Dans une tribune publiée dans "Le Monde", Claude Lanzmann, l’auteur de "Shoah" qui donnait la parole à des bourreaux nazis, estime que le parti pris de "Salafistes" éclaire "comme jamais aucun livre, aucun 'spécialiste' de l’Islam ne l’a fait, la vie quotidienne sous la ‘charia'". "On comprend, ajoute-t-il, à voir et écouter les protagonistes du film propager leur idéologie sans faille, verrouillée à triple tour, que tout espoir d’un changement, d’une amélioration, d’une entente avec eux est illusoire et vain."

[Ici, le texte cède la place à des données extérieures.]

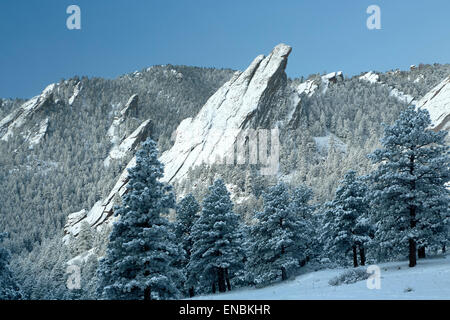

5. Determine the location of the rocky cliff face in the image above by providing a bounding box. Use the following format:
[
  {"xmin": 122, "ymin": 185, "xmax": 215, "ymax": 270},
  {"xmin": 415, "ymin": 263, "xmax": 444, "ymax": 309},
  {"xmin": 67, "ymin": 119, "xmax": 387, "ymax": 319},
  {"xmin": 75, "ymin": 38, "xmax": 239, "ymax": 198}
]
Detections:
[
  {"xmin": 0, "ymin": 84, "xmax": 56, "ymax": 146},
  {"xmin": 65, "ymin": 44, "xmax": 291, "ymax": 235},
  {"xmin": 417, "ymin": 77, "xmax": 450, "ymax": 131},
  {"xmin": 60, "ymin": 44, "xmax": 450, "ymax": 245},
  {"xmin": 161, "ymin": 44, "xmax": 291, "ymax": 182}
]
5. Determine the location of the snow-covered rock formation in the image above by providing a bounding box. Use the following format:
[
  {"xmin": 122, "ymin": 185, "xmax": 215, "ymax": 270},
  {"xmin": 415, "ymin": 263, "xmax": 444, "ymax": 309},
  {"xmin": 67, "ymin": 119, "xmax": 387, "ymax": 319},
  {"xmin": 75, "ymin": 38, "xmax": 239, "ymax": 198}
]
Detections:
[
  {"xmin": 359, "ymin": 71, "xmax": 414, "ymax": 104},
  {"xmin": 65, "ymin": 44, "xmax": 291, "ymax": 235},
  {"xmin": 104, "ymin": 120, "xmax": 152, "ymax": 167},
  {"xmin": 416, "ymin": 76, "xmax": 450, "ymax": 131},
  {"xmin": 161, "ymin": 44, "xmax": 291, "ymax": 182}
]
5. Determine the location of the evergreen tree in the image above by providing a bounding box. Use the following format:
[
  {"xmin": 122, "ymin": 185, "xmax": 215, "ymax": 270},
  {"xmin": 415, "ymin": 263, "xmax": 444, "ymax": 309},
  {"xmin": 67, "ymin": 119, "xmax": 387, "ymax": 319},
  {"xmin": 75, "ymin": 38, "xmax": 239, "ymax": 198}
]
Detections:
[
  {"xmin": 187, "ymin": 179, "xmax": 243, "ymax": 293},
  {"xmin": 0, "ymin": 233, "xmax": 22, "ymax": 300},
  {"xmin": 98, "ymin": 138, "xmax": 179, "ymax": 300},
  {"xmin": 249, "ymin": 183, "xmax": 306, "ymax": 285},
  {"xmin": 370, "ymin": 106, "xmax": 450, "ymax": 267},
  {"xmin": 175, "ymin": 193, "xmax": 200, "ymax": 297},
  {"xmin": 322, "ymin": 170, "xmax": 370, "ymax": 267},
  {"xmin": 290, "ymin": 185, "xmax": 314, "ymax": 266}
]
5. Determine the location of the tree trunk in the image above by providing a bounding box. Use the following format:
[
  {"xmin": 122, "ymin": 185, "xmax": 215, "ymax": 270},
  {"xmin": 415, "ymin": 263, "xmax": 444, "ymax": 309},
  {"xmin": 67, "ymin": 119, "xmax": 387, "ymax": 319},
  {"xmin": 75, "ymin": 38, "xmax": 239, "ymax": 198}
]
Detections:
[
  {"xmin": 217, "ymin": 268, "xmax": 227, "ymax": 292},
  {"xmin": 409, "ymin": 154, "xmax": 417, "ymax": 268},
  {"xmin": 225, "ymin": 269, "xmax": 231, "ymax": 291},
  {"xmin": 417, "ymin": 247, "xmax": 425, "ymax": 259},
  {"xmin": 281, "ymin": 267, "xmax": 287, "ymax": 281},
  {"xmin": 359, "ymin": 245, "xmax": 366, "ymax": 266},
  {"xmin": 144, "ymin": 287, "xmax": 152, "ymax": 300},
  {"xmin": 409, "ymin": 239, "xmax": 417, "ymax": 268},
  {"xmin": 352, "ymin": 246, "xmax": 358, "ymax": 268}
]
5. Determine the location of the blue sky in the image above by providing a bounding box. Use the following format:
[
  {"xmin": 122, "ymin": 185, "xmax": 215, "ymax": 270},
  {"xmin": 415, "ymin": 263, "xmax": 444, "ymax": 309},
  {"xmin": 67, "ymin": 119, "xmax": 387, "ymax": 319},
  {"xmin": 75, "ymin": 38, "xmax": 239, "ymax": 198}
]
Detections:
[{"xmin": 0, "ymin": 0, "xmax": 450, "ymax": 98}]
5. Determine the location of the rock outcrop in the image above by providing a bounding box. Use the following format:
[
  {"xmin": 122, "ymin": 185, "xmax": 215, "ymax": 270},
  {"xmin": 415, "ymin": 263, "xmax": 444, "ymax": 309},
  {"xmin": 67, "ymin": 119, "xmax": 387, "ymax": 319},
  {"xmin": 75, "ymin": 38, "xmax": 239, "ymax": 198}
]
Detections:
[
  {"xmin": 0, "ymin": 84, "xmax": 56, "ymax": 141},
  {"xmin": 161, "ymin": 44, "xmax": 291, "ymax": 182},
  {"xmin": 104, "ymin": 120, "xmax": 152, "ymax": 166},
  {"xmin": 65, "ymin": 44, "xmax": 291, "ymax": 235},
  {"xmin": 416, "ymin": 76, "xmax": 450, "ymax": 131}
]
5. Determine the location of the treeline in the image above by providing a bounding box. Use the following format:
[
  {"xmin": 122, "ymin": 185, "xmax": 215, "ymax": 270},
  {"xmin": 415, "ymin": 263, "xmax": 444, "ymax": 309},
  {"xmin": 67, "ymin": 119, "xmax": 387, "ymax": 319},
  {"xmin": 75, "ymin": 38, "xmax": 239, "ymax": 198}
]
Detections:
[{"xmin": 18, "ymin": 107, "xmax": 442, "ymax": 299}]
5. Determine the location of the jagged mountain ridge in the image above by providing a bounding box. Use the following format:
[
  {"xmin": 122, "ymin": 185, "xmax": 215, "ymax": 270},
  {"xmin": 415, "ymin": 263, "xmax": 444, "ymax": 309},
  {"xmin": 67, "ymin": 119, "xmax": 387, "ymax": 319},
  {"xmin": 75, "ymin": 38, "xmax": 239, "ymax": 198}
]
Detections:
[
  {"xmin": 2, "ymin": 45, "xmax": 448, "ymax": 258},
  {"xmin": 61, "ymin": 44, "xmax": 450, "ymax": 240}
]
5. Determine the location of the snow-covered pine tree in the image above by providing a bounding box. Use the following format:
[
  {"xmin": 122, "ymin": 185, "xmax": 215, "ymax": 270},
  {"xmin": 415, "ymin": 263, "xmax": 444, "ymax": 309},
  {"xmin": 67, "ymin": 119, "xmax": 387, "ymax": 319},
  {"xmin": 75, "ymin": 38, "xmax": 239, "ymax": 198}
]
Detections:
[
  {"xmin": 322, "ymin": 170, "xmax": 371, "ymax": 267},
  {"xmin": 0, "ymin": 233, "xmax": 22, "ymax": 300},
  {"xmin": 369, "ymin": 106, "xmax": 450, "ymax": 267},
  {"xmin": 98, "ymin": 138, "xmax": 179, "ymax": 300},
  {"xmin": 248, "ymin": 183, "xmax": 306, "ymax": 285},
  {"xmin": 175, "ymin": 193, "xmax": 200, "ymax": 297},
  {"xmin": 290, "ymin": 185, "xmax": 314, "ymax": 266},
  {"xmin": 187, "ymin": 179, "xmax": 244, "ymax": 293}
]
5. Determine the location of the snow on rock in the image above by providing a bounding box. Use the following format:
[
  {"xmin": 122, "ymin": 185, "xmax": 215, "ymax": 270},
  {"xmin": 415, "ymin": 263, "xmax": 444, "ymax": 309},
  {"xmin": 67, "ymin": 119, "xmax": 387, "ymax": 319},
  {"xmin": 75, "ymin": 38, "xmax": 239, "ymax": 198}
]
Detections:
[
  {"xmin": 0, "ymin": 83, "xmax": 56, "ymax": 141},
  {"xmin": 313, "ymin": 133, "xmax": 347, "ymax": 154},
  {"xmin": 416, "ymin": 76, "xmax": 450, "ymax": 131},
  {"xmin": 321, "ymin": 71, "xmax": 344, "ymax": 94},
  {"xmin": 65, "ymin": 44, "xmax": 291, "ymax": 233},
  {"xmin": 64, "ymin": 209, "xmax": 86, "ymax": 236},
  {"xmin": 104, "ymin": 120, "xmax": 152, "ymax": 167},
  {"xmin": 29, "ymin": 118, "xmax": 48, "ymax": 149},
  {"xmin": 322, "ymin": 71, "xmax": 344, "ymax": 83},
  {"xmin": 389, "ymin": 88, "xmax": 414, "ymax": 104},
  {"xmin": 359, "ymin": 71, "xmax": 380, "ymax": 83},
  {"xmin": 67, "ymin": 248, "xmax": 97, "ymax": 266},
  {"xmin": 359, "ymin": 71, "xmax": 414, "ymax": 104},
  {"xmin": 161, "ymin": 44, "xmax": 291, "ymax": 182},
  {"xmin": 120, "ymin": 94, "xmax": 139, "ymax": 117},
  {"xmin": 69, "ymin": 82, "xmax": 81, "ymax": 105}
]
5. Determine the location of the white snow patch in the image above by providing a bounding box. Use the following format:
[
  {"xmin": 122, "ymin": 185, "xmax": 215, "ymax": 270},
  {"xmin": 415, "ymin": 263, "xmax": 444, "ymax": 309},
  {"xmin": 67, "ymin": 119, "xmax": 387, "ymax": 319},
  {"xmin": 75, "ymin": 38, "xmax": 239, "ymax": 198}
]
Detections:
[
  {"xmin": 416, "ymin": 77, "xmax": 450, "ymax": 130},
  {"xmin": 194, "ymin": 256, "xmax": 450, "ymax": 300},
  {"xmin": 359, "ymin": 71, "xmax": 380, "ymax": 83}
]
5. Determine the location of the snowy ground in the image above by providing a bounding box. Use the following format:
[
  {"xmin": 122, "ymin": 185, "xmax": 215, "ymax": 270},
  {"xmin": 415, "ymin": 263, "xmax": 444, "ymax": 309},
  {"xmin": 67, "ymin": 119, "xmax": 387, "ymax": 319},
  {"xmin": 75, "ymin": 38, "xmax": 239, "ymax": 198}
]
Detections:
[{"xmin": 193, "ymin": 256, "xmax": 450, "ymax": 300}]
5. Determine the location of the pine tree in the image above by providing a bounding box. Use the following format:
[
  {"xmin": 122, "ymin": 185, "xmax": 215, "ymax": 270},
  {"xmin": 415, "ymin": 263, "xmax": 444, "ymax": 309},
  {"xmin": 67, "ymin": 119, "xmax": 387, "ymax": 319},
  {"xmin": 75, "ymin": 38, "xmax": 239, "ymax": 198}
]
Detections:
[
  {"xmin": 0, "ymin": 233, "xmax": 22, "ymax": 300},
  {"xmin": 187, "ymin": 179, "xmax": 243, "ymax": 293},
  {"xmin": 98, "ymin": 138, "xmax": 179, "ymax": 300},
  {"xmin": 175, "ymin": 193, "xmax": 200, "ymax": 297},
  {"xmin": 290, "ymin": 185, "xmax": 314, "ymax": 266},
  {"xmin": 322, "ymin": 170, "xmax": 370, "ymax": 267},
  {"xmin": 248, "ymin": 183, "xmax": 306, "ymax": 285},
  {"xmin": 370, "ymin": 106, "xmax": 450, "ymax": 267}
]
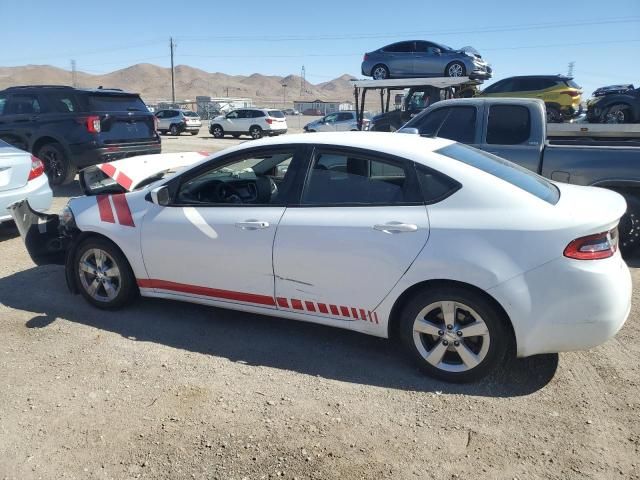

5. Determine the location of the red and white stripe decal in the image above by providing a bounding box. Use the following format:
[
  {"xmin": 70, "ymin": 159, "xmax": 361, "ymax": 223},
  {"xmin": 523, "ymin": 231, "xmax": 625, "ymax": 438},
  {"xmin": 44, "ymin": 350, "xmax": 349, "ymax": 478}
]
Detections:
[
  {"xmin": 137, "ymin": 279, "xmax": 379, "ymax": 324},
  {"xmin": 96, "ymin": 193, "xmax": 135, "ymax": 227}
]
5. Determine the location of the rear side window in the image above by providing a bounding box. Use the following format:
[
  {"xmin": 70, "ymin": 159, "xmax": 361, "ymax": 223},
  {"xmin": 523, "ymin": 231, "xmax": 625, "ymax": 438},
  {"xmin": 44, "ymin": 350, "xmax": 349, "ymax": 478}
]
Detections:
[
  {"xmin": 89, "ymin": 94, "xmax": 149, "ymax": 112},
  {"xmin": 46, "ymin": 92, "xmax": 79, "ymax": 113},
  {"xmin": 302, "ymin": 152, "xmax": 421, "ymax": 205},
  {"xmin": 435, "ymin": 143, "xmax": 560, "ymax": 205},
  {"xmin": 416, "ymin": 107, "xmax": 476, "ymax": 143},
  {"xmin": 487, "ymin": 105, "xmax": 531, "ymax": 145}
]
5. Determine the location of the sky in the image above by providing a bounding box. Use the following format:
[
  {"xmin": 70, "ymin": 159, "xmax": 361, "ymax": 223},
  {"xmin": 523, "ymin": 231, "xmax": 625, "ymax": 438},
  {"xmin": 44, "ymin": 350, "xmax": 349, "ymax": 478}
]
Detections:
[{"xmin": 0, "ymin": 0, "xmax": 640, "ymax": 95}]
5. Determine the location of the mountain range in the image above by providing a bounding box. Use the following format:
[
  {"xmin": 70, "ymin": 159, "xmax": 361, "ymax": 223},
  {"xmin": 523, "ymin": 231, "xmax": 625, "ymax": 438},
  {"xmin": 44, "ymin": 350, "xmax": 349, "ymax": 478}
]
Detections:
[{"xmin": 0, "ymin": 63, "xmax": 354, "ymax": 104}]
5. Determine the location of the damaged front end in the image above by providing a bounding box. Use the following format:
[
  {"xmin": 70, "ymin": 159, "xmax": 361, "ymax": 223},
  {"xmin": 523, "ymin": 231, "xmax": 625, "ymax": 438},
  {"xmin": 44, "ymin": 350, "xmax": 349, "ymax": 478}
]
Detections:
[{"xmin": 9, "ymin": 199, "xmax": 72, "ymax": 265}]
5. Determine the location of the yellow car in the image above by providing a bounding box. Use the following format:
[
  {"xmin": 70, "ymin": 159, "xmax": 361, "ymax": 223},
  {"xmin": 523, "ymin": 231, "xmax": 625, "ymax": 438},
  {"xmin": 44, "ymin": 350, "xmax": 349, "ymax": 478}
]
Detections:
[{"xmin": 478, "ymin": 75, "xmax": 582, "ymax": 123}]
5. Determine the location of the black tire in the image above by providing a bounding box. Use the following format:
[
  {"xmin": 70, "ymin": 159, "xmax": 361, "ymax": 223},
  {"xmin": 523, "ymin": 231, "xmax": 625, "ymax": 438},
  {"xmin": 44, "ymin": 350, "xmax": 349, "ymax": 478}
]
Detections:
[
  {"xmin": 444, "ymin": 61, "xmax": 467, "ymax": 77},
  {"xmin": 399, "ymin": 286, "xmax": 513, "ymax": 383},
  {"xmin": 545, "ymin": 106, "xmax": 562, "ymax": 123},
  {"xmin": 249, "ymin": 125, "xmax": 263, "ymax": 140},
  {"xmin": 73, "ymin": 237, "xmax": 138, "ymax": 310},
  {"xmin": 209, "ymin": 125, "xmax": 224, "ymax": 138},
  {"xmin": 618, "ymin": 193, "xmax": 640, "ymax": 258},
  {"xmin": 600, "ymin": 103, "xmax": 633, "ymax": 124},
  {"xmin": 36, "ymin": 143, "xmax": 77, "ymax": 186},
  {"xmin": 371, "ymin": 63, "xmax": 391, "ymax": 80}
]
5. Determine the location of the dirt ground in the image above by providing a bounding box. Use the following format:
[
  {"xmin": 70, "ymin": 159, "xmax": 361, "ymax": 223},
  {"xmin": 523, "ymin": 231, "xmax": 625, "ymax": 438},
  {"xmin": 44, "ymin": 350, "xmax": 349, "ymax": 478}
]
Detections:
[{"xmin": 0, "ymin": 129, "xmax": 640, "ymax": 480}]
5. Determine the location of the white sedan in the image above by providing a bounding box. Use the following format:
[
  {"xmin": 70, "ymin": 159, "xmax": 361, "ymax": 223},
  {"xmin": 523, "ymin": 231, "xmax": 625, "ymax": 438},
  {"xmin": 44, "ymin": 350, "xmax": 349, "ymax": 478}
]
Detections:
[
  {"xmin": 0, "ymin": 140, "xmax": 53, "ymax": 223},
  {"xmin": 14, "ymin": 132, "xmax": 631, "ymax": 382}
]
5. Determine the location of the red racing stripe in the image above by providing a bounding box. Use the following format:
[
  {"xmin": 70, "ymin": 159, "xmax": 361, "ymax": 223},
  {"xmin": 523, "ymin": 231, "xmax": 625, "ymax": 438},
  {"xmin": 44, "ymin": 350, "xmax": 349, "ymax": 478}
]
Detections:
[
  {"xmin": 111, "ymin": 193, "xmax": 135, "ymax": 227},
  {"xmin": 96, "ymin": 195, "xmax": 116, "ymax": 223},
  {"xmin": 137, "ymin": 279, "xmax": 276, "ymax": 307},
  {"xmin": 115, "ymin": 172, "xmax": 133, "ymax": 190},
  {"xmin": 100, "ymin": 163, "xmax": 116, "ymax": 178}
]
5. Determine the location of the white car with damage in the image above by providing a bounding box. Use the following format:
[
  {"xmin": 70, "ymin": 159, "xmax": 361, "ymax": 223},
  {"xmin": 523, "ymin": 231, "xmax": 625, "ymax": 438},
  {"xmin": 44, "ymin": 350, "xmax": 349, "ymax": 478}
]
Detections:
[{"xmin": 13, "ymin": 132, "xmax": 631, "ymax": 382}]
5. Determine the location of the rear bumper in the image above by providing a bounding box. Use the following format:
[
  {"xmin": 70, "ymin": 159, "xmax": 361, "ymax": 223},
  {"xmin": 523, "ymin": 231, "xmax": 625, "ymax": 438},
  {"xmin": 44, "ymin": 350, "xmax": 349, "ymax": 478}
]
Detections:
[
  {"xmin": 0, "ymin": 175, "xmax": 53, "ymax": 223},
  {"xmin": 9, "ymin": 200, "xmax": 71, "ymax": 265},
  {"xmin": 69, "ymin": 137, "xmax": 162, "ymax": 168},
  {"xmin": 489, "ymin": 253, "xmax": 632, "ymax": 357}
]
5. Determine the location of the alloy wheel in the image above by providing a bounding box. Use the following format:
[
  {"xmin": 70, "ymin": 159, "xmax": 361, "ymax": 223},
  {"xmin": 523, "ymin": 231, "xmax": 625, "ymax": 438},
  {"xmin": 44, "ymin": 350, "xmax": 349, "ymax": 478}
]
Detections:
[
  {"xmin": 413, "ymin": 301, "xmax": 491, "ymax": 373},
  {"xmin": 78, "ymin": 248, "xmax": 122, "ymax": 302}
]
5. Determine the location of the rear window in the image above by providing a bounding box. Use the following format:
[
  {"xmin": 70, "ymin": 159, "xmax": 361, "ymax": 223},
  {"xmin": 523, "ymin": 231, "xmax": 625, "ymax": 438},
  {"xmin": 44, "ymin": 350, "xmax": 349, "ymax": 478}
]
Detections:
[
  {"xmin": 89, "ymin": 94, "xmax": 149, "ymax": 112},
  {"xmin": 435, "ymin": 143, "xmax": 560, "ymax": 205}
]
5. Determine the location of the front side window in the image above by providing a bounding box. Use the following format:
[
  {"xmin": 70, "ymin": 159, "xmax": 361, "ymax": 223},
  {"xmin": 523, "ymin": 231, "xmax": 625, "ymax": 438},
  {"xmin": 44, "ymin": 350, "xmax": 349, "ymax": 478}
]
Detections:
[
  {"xmin": 302, "ymin": 151, "xmax": 421, "ymax": 206},
  {"xmin": 173, "ymin": 149, "xmax": 295, "ymax": 206},
  {"xmin": 487, "ymin": 105, "xmax": 531, "ymax": 145},
  {"xmin": 434, "ymin": 143, "xmax": 560, "ymax": 205}
]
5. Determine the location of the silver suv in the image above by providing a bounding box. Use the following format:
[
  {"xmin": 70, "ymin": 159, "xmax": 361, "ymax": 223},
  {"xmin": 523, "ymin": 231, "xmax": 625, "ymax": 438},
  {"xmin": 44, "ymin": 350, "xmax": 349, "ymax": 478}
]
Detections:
[{"xmin": 156, "ymin": 108, "xmax": 202, "ymax": 136}]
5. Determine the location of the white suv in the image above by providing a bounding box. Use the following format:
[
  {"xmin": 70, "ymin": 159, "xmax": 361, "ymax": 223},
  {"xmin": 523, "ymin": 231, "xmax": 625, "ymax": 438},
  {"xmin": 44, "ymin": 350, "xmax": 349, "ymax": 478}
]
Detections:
[{"xmin": 209, "ymin": 108, "xmax": 287, "ymax": 139}]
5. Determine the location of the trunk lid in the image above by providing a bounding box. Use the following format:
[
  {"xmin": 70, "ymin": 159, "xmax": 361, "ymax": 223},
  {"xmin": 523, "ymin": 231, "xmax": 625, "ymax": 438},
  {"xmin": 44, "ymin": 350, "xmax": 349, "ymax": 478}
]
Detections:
[{"xmin": 0, "ymin": 140, "xmax": 31, "ymax": 192}]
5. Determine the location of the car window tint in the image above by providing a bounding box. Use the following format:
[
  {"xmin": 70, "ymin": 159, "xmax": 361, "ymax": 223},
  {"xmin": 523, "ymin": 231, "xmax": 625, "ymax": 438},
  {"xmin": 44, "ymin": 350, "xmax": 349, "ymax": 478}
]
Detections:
[
  {"xmin": 47, "ymin": 92, "xmax": 79, "ymax": 113},
  {"xmin": 7, "ymin": 94, "xmax": 40, "ymax": 115},
  {"xmin": 487, "ymin": 105, "xmax": 531, "ymax": 145},
  {"xmin": 302, "ymin": 152, "xmax": 416, "ymax": 205},
  {"xmin": 435, "ymin": 143, "xmax": 560, "ymax": 205},
  {"xmin": 416, "ymin": 164, "xmax": 461, "ymax": 203},
  {"xmin": 174, "ymin": 148, "xmax": 295, "ymax": 206}
]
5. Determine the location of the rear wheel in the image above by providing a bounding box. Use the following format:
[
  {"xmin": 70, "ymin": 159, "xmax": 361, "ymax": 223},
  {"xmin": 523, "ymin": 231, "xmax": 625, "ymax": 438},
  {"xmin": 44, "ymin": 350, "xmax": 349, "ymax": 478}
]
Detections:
[
  {"xmin": 371, "ymin": 64, "xmax": 390, "ymax": 80},
  {"xmin": 444, "ymin": 62, "xmax": 467, "ymax": 77},
  {"xmin": 400, "ymin": 287, "xmax": 511, "ymax": 382},
  {"xmin": 211, "ymin": 125, "xmax": 224, "ymax": 138},
  {"xmin": 74, "ymin": 238, "xmax": 138, "ymax": 309},
  {"xmin": 618, "ymin": 194, "xmax": 640, "ymax": 257},
  {"xmin": 601, "ymin": 104, "xmax": 633, "ymax": 123},
  {"xmin": 36, "ymin": 143, "xmax": 76, "ymax": 185},
  {"xmin": 249, "ymin": 125, "xmax": 262, "ymax": 140}
]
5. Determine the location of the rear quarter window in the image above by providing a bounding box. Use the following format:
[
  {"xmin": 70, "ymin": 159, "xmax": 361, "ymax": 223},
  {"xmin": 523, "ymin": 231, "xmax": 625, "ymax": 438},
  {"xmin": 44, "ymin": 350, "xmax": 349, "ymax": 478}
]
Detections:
[
  {"xmin": 89, "ymin": 94, "xmax": 149, "ymax": 112},
  {"xmin": 435, "ymin": 143, "xmax": 560, "ymax": 205}
]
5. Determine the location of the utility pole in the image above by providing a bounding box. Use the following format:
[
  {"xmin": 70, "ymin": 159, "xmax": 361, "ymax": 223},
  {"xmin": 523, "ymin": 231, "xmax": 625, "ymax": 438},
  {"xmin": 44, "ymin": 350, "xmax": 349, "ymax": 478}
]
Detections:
[
  {"xmin": 169, "ymin": 37, "xmax": 176, "ymax": 107},
  {"xmin": 71, "ymin": 60, "xmax": 78, "ymax": 88}
]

>> À lire sur France 24 : Gloire et déboires de "Timbuktu"
Avant qu’une interdiction aux mineurs ne soit préconisée, un rapport préalable de la Commission de classification des œuvres avait d’ailleurs recommandé une sortie tous publics à la condition qu’elle soit assortie d’un avertissement. Au moment de la sortie de "Timbuktu", dont le réalisateur mauritanien Abderrahmane Sissako est soupçonné d’avoir repris des scènes de "Salafistes" sur lequel il avait un temps travaillé, quelques salles de cinéma avaient organisé des débats afin que le film ne fasse pas l’objet de mauvaises interprétations, particulièrement chez les plus jeunes.
Un accompagnement qu’une interdiction aux moins de 18 ans ne pourra dès lors pas permettre. "On veut empêcher les citoyens de connaître la réalité du monde, c’est dramatique. Nier la réalité ne mène à rien", affirme François Margolin. Malgré la menace de cette classification restrictive, une quinzaine de salles ont accepté de diffuser "Salafistes", assure le réalisateur. "Et je suis sûr que les festivals étrangers en seront friands".